Se o roteiro parece lento, mas interessante, até sua primeira metade, ele se torna gradualmente desmotivador à medida que o filme se aproxima daquilo que eu considero ser o seu maior erro: o excesso de gore. Tom Six havia prometido e não cumprido em The Human Centipede; aqui, no entanto, ele cumpre mais do que esperávamos. Eu sou um profundo defensor do cinema agressivo, que mostra cenas sem medo da reação do público, que não se abala pelos espectadores mais frescos que não podem com nada que já sentem o estômago embrulhar. Nessa obra, no entanto, o que vemos é realmente uma quantidade descabida de cenas fortes, que incluem dentes sendo quebrados a martelada, línguas arrancadas, cortes do ligamento do joelho, um parto violento e muito mouth to ass com direito a fezes jorrando. Difícil dizer que se trata apenas de uma obra artística, uma vez que arte busca atrair o público e colocá-lo diante de alguma estesia, fazendo-o refletir de algum modo, e aqui o público mal consegue terminar de assistir ao filme. Em muitos momentos, eu precisei virar o rosto para não ver certas cenas. Podemos, claro, assumir que a violência gráfica seja a principal característica desse filme e não faria sentido reclamar dela, uma vez que o filme foi provavelmente feito para uma parcela pequena da audiência, justamente aquela que não se incomoda com muitas das cenas aqui mostradas – e somente assim eu poderia dizer que Tom Six há de ser provavelmente um dos nomes mais potentes desse novo cinema de horror em que o narrar e o chocar são intrínsecos e, por si sós, extremamente violentos. Caso tenham pretendido atingir todo o público fã do gênero, o gore excessivo pode prejudicar, até porque é difícil agüentar tanto sangue e tantos closes.

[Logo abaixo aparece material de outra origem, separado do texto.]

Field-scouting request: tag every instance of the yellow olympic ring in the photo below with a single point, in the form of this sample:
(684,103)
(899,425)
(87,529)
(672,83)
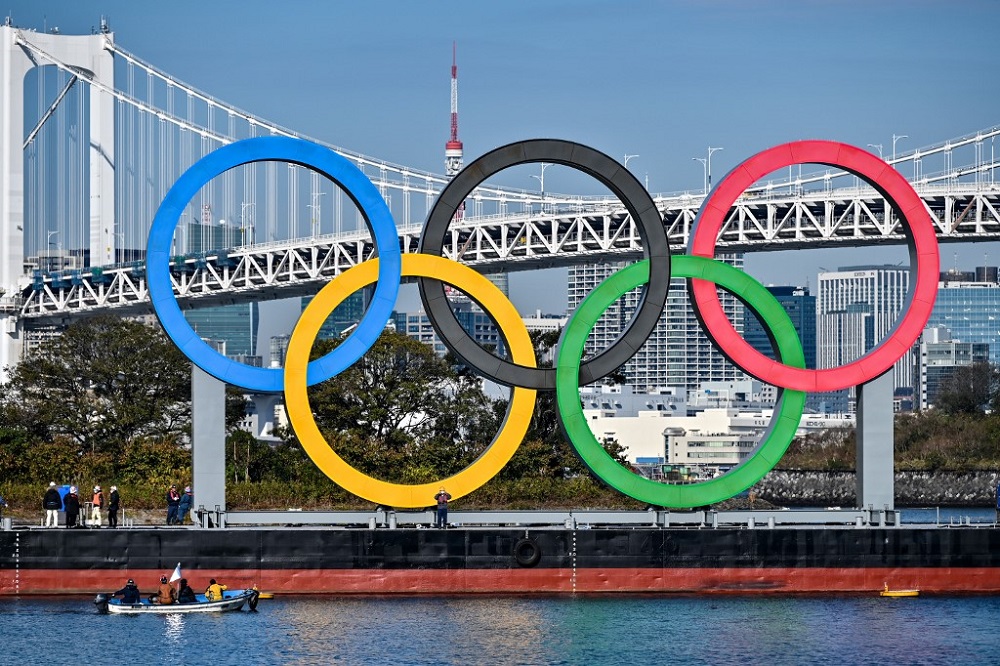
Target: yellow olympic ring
(483,468)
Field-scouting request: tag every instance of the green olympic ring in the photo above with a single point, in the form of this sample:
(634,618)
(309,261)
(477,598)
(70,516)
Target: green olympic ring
(777,437)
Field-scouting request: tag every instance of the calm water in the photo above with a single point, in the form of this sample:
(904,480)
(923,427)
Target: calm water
(516,630)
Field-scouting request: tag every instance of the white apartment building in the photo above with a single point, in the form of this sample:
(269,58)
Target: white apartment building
(677,353)
(856,308)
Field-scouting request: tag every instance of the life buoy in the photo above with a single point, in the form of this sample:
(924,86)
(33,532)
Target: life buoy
(527,553)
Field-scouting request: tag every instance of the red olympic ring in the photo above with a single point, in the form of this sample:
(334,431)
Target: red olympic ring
(921,240)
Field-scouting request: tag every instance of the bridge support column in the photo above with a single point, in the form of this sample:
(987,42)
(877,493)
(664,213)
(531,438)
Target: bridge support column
(208,444)
(874,434)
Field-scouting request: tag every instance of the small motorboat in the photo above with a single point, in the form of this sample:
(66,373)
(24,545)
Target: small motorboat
(231,601)
(886,592)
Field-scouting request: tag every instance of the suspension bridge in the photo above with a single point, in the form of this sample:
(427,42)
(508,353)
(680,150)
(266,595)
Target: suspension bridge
(94,136)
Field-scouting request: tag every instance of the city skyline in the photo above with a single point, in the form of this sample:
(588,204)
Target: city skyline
(675,80)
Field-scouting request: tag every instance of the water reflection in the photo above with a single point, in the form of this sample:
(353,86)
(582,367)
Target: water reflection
(586,630)
(175,628)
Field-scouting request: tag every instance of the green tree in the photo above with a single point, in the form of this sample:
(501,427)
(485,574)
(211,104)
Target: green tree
(970,389)
(402,413)
(102,383)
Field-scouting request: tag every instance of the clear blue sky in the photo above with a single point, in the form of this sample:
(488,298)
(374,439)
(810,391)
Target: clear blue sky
(662,80)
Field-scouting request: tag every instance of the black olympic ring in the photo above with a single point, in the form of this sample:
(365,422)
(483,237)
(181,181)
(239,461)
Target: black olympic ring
(629,191)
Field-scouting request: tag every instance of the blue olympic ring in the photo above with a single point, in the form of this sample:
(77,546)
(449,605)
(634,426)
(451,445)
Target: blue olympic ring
(319,159)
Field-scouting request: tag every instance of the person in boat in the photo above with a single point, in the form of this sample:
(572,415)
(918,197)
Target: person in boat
(185,595)
(998,502)
(52,503)
(214,591)
(186,502)
(166,594)
(129,593)
(173,501)
(98,504)
(72,504)
(442,515)
(113,503)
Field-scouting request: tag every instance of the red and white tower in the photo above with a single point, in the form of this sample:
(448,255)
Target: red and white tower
(453,149)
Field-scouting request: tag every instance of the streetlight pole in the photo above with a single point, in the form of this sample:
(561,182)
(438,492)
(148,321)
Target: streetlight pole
(541,181)
(707,164)
(243,226)
(894,140)
(317,211)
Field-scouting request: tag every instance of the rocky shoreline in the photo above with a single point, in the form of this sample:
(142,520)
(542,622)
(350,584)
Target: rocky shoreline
(813,488)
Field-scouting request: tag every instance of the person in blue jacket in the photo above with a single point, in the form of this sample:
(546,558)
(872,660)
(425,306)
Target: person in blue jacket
(129,593)
(187,500)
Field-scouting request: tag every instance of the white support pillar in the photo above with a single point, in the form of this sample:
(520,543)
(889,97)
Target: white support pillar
(102,160)
(208,442)
(875,449)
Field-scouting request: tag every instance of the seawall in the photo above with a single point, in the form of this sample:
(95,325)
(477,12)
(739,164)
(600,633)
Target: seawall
(816,488)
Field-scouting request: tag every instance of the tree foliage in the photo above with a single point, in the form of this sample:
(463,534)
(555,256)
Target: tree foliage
(104,382)
(970,389)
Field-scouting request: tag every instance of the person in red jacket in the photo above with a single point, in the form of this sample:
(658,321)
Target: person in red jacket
(173,502)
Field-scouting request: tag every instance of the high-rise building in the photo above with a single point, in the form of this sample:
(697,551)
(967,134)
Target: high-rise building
(856,308)
(939,357)
(677,353)
(235,325)
(968,304)
(801,309)
(475,322)
(345,315)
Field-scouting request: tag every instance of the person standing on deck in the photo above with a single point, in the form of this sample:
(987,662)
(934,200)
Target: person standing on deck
(442,514)
(113,503)
(72,503)
(98,504)
(186,502)
(173,502)
(52,503)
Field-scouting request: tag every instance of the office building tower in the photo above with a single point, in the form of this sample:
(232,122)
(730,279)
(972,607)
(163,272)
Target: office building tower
(939,357)
(968,304)
(856,308)
(801,309)
(677,353)
(236,325)
(471,317)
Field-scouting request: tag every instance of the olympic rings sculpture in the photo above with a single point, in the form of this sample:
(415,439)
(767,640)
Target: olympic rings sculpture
(652,274)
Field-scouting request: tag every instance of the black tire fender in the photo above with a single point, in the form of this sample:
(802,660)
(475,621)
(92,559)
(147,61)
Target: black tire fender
(527,552)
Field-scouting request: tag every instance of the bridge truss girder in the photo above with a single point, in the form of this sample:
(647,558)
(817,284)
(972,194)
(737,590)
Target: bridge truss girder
(543,240)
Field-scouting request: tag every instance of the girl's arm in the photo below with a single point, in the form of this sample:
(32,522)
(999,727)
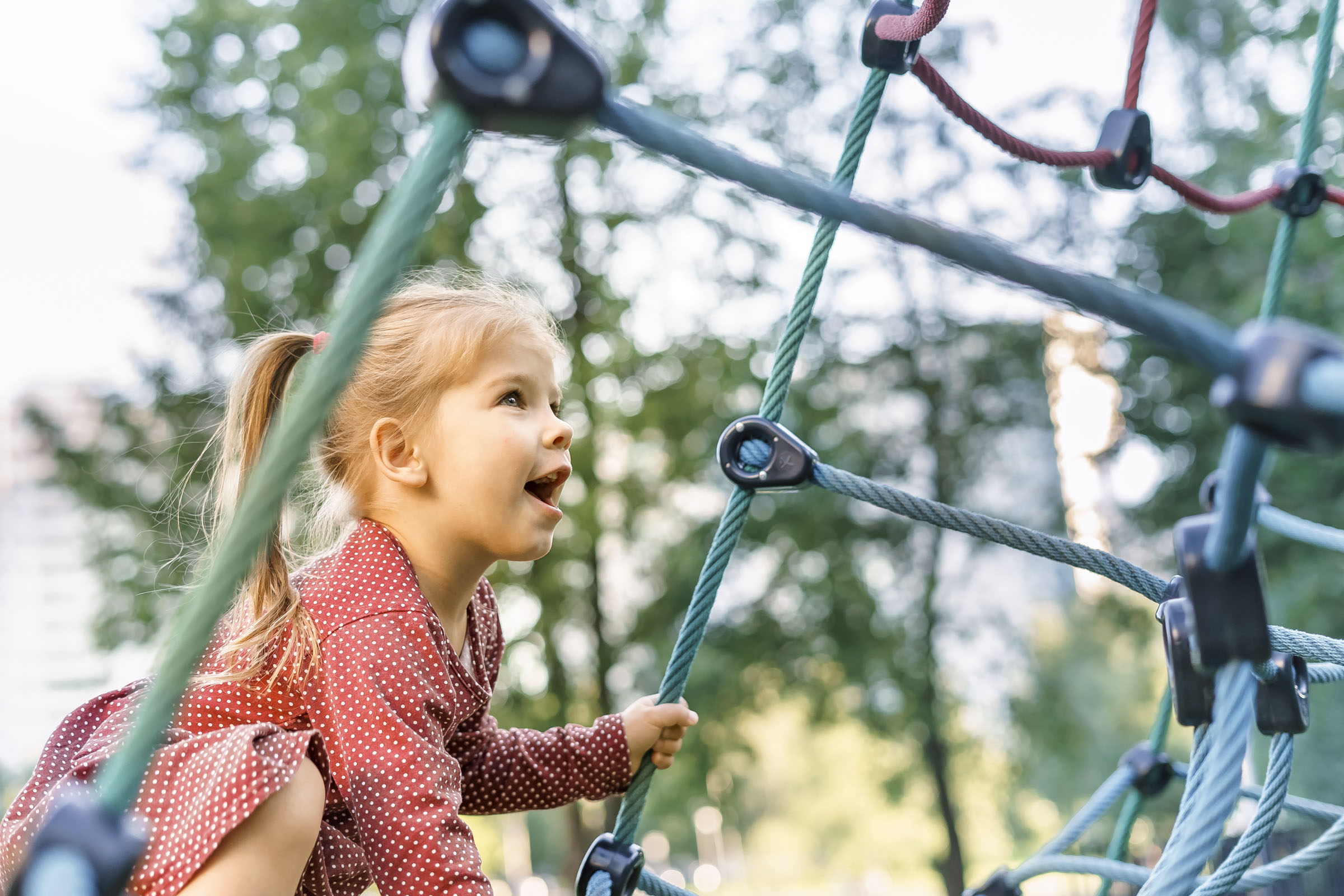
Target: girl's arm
(518,769)
(377,700)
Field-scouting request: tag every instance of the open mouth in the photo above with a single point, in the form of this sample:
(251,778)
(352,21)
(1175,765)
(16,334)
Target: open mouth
(548,488)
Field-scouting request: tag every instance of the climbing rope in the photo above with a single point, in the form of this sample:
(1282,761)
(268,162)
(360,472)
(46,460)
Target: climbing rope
(772,406)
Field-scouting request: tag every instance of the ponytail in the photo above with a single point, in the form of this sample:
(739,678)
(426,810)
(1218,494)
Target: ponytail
(268,629)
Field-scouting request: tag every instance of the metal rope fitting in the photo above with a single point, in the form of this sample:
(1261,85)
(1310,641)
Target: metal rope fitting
(1229,606)
(1193,689)
(1130,137)
(1265,393)
(623,861)
(894,57)
(1208,492)
(1281,706)
(1152,770)
(996,886)
(510,62)
(780,459)
(1301,191)
(82,850)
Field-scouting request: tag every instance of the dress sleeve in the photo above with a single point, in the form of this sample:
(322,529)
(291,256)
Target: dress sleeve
(380,699)
(519,769)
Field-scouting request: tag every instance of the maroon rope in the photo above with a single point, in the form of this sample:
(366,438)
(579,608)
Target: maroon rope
(996,135)
(1147,12)
(1201,198)
(925,19)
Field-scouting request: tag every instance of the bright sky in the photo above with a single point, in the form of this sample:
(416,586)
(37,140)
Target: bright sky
(85,233)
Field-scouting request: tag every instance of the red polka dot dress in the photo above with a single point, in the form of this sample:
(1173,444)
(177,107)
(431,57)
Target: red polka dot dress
(398,726)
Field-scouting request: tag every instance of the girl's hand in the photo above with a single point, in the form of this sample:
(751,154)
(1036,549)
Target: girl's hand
(657,727)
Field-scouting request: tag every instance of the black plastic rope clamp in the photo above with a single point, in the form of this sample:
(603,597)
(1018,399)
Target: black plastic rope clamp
(1208,492)
(82,841)
(788,465)
(1281,703)
(1152,770)
(1303,191)
(1193,688)
(1229,606)
(1264,394)
(515,66)
(623,861)
(996,886)
(894,57)
(1130,136)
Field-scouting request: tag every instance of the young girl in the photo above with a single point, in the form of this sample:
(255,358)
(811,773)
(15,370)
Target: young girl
(340,725)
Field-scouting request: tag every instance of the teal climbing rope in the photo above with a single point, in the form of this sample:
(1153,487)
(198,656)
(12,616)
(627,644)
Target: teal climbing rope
(772,406)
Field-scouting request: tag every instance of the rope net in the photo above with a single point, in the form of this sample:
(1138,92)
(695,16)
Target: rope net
(1213,778)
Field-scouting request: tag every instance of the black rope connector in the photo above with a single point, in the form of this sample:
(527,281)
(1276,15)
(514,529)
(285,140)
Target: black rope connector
(1208,489)
(996,886)
(623,861)
(1152,770)
(1130,137)
(1265,393)
(1281,704)
(515,66)
(1193,688)
(894,57)
(1229,606)
(760,454)
(1301,191)
(81,848)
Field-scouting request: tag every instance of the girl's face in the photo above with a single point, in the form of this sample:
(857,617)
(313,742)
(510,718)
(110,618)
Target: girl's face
(498,454)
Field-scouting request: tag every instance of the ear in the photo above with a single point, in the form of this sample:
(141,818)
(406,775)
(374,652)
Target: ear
(394,456)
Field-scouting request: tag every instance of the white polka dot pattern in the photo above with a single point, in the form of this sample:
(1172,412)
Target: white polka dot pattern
(398,727)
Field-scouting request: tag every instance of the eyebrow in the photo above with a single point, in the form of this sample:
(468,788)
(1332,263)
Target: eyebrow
(521,379)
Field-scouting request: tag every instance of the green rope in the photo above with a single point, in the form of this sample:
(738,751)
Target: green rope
(386,250)
(772,406)
(1308,140)
(1119,848)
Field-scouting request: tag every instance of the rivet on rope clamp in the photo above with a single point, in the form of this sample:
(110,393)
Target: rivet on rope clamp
(514,65)
(996,886)
(894,57)
(1193,689)
(623,861)
(1229,606)
(1208,488)
(1301,191)
(1130,136)
(1152,770)
(1281,706)
(1265,393)
(82,840)
(787,466)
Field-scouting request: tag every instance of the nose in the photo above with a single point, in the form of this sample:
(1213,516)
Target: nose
(559,436)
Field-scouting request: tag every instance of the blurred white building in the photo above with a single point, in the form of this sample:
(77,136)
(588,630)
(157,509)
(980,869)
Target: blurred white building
(49,597)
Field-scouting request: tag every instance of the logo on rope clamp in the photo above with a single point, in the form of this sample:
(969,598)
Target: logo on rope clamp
(1265,394)
(1301,191)
(623,861)
(894,57)
(86,841)
(510,62)
(1152,770)
(1281,707)
(1193,689)
(1130,136)
(760,454)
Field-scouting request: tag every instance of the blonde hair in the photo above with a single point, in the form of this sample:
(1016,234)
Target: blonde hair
(431,335)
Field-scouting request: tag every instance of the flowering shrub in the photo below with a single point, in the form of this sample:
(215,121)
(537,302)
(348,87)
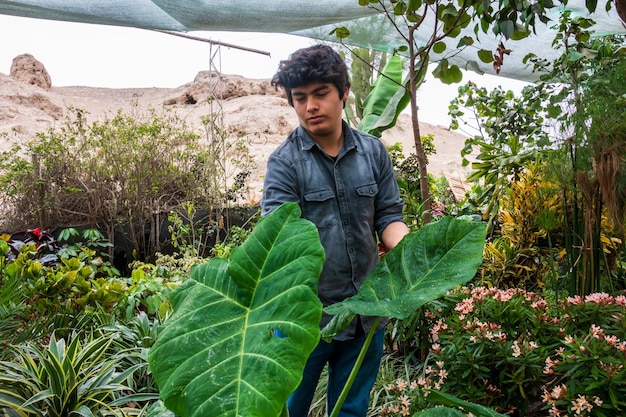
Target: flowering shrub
(514,350)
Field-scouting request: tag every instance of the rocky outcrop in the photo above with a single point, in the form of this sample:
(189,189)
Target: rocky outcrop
(210,85)
(27,69)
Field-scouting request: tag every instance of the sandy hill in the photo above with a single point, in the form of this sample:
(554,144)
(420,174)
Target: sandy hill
(249,107)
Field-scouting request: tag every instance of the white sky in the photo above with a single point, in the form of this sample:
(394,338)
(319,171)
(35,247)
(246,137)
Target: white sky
(117,57)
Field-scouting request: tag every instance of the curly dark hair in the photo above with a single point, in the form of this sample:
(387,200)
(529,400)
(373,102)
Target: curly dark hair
(306,65)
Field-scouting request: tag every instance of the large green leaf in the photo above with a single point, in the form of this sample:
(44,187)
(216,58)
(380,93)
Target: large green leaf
(386,100)
(423,267)
(217,355)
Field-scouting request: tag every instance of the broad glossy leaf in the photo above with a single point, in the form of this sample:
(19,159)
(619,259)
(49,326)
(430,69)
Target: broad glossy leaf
(386,100)
(217,355)
(423,267)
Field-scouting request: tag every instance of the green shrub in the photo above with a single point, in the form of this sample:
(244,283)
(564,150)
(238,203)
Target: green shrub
(512,349)
(67,379)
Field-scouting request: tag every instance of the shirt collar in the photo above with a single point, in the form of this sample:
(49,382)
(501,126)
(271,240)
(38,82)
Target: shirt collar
(308,143)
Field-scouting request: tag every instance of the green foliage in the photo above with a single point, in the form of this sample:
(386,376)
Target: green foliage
(64,380)
(386,100)
(511,136)
(270,283)
(529,220)
(95,173)
(421,268)
(500,347)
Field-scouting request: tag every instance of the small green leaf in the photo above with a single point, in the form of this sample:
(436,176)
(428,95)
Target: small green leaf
(439,47)
(465,41)
(485,56)
(340,32)
(507,28)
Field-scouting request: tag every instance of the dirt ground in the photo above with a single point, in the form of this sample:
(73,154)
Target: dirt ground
(249,108)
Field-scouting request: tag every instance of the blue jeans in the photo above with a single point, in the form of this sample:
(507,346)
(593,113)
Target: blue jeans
(340,357)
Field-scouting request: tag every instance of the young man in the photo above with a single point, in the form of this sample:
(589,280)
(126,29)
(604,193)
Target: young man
(344,183)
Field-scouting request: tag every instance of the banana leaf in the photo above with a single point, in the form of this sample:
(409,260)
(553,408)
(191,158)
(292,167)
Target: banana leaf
(421,268)
(217,355)
(386,100)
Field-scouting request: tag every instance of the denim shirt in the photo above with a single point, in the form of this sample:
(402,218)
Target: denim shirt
(350,199)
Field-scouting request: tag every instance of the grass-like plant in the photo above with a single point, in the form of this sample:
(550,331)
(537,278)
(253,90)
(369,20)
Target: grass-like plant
(66,379)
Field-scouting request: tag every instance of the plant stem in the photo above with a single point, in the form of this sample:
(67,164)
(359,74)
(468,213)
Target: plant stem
(355,369)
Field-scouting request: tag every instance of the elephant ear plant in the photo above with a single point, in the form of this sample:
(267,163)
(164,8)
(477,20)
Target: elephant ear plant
(423,267)
(217,354)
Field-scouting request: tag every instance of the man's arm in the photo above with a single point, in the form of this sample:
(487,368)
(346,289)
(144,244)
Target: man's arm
(393,234)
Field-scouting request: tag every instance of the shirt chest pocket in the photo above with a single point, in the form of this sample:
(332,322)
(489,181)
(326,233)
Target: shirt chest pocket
(320,207)
(366,197)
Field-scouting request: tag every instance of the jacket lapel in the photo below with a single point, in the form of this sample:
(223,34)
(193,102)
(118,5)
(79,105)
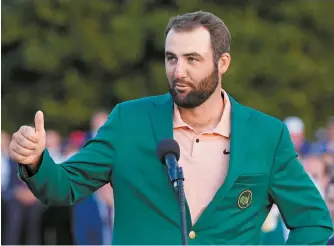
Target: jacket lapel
(161,115)
(239,144)
(238,150)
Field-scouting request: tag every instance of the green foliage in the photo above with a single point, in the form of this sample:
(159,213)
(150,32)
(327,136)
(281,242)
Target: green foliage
(68,58)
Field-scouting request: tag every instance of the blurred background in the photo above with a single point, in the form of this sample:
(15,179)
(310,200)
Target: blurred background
(76,59)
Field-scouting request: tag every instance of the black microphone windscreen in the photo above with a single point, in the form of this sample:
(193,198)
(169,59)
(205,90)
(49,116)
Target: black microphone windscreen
(168,146)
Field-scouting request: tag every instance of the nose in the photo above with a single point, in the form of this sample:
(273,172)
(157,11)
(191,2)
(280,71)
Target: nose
(180,71)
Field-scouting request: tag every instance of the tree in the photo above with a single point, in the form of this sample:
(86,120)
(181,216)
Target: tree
(69,59)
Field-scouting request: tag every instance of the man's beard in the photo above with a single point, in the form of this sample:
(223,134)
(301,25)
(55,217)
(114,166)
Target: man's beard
(198,94)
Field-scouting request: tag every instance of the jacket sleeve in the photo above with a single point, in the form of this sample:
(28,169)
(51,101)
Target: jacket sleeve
(82,174)
(299,201)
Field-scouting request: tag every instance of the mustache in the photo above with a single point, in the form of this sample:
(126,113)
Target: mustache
(182,82)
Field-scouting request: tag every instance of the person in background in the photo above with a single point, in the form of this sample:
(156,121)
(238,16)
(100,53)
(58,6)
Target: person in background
(54,143)
(318,170)
(5,177)
(296,129)
(93,218)
(273,229)
(75,141)
(97,120)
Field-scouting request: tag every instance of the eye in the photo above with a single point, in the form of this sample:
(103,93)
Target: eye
(171,59)
(191,59)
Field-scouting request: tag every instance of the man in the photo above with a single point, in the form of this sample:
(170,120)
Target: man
(330,204)
(237,161)
(94,227)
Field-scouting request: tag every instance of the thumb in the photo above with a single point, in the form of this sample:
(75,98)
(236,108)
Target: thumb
(39,122)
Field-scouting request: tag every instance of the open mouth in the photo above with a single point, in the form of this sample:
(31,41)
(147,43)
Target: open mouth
(181,88)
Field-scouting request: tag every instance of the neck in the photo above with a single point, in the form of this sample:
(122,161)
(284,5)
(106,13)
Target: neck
(206,116)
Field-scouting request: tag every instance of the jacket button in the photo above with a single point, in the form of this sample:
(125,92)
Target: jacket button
(192,235)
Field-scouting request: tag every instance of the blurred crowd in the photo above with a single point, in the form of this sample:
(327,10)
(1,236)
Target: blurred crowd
(26,221)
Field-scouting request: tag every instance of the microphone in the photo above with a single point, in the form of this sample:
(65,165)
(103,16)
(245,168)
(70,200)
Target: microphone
(168,151)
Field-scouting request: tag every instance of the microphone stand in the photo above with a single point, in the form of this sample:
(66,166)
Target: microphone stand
(176,176)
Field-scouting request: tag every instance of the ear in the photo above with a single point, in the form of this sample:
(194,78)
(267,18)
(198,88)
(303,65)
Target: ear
(224,63)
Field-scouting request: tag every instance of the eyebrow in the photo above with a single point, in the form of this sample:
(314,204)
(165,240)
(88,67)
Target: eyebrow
(168,53)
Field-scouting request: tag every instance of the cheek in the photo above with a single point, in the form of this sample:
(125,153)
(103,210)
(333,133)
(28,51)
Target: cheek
(169,72)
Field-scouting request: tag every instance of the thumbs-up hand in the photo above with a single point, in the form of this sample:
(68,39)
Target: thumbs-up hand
(28,143)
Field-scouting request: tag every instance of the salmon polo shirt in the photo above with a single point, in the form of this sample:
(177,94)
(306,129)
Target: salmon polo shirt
(204,158)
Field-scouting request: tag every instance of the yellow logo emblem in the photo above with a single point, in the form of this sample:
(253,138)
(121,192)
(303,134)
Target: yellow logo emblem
(245,199)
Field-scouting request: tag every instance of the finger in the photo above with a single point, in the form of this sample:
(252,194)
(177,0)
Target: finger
(39,122)
(25,142)
(16,156)
(23,151)
(29,133)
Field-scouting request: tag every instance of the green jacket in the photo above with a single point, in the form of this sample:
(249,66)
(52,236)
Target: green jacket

A meu ver, esse filme procura mais chocar do que narrar, pois, realmente, muito do que vemos poderia ser omitido, principalmente porque já vimos uma vez pelo menos. A repetição de muitas cenas sanguinárias me fez crer que isso tudo tem a ver com a questão de firmar-se como um filme impactante, que choca o público, muito mais do que narrar – o que vinha sendo feito muito bem até o segundo terço do filme. Um pouco menos de gratuidade, um pouco menos de exagero e teria sido esse um dos melhores filmes de terror que vi recentemente.

4 opiniões:

Ailton Monteiro disse...

Muito bom o seu texto. Escrevi sobre o filme em meu blog, mas tive dificuldades em encontrar palavras para descrever a minha insatisfação com o filme. Coisa que você fez muito bem. Primeira vez que passo aqui e já gostei muito do ambiente. Abraço!

Kamila disse...

Olha que interessante. Não conhecia esse filme, mas acho que uma obra que procura chocar mais do que narrar, sempre é muito complicada...

Anônimo disse...

Gostei muito do seu texto e compactuo com você quando diz que o filme peca por excesso de gore. Realmente não precisava tanto.

Lumi 7 disse...

ótimo texto. Deu curiosidade de conhecer o filme. desde o original não havia me interessado.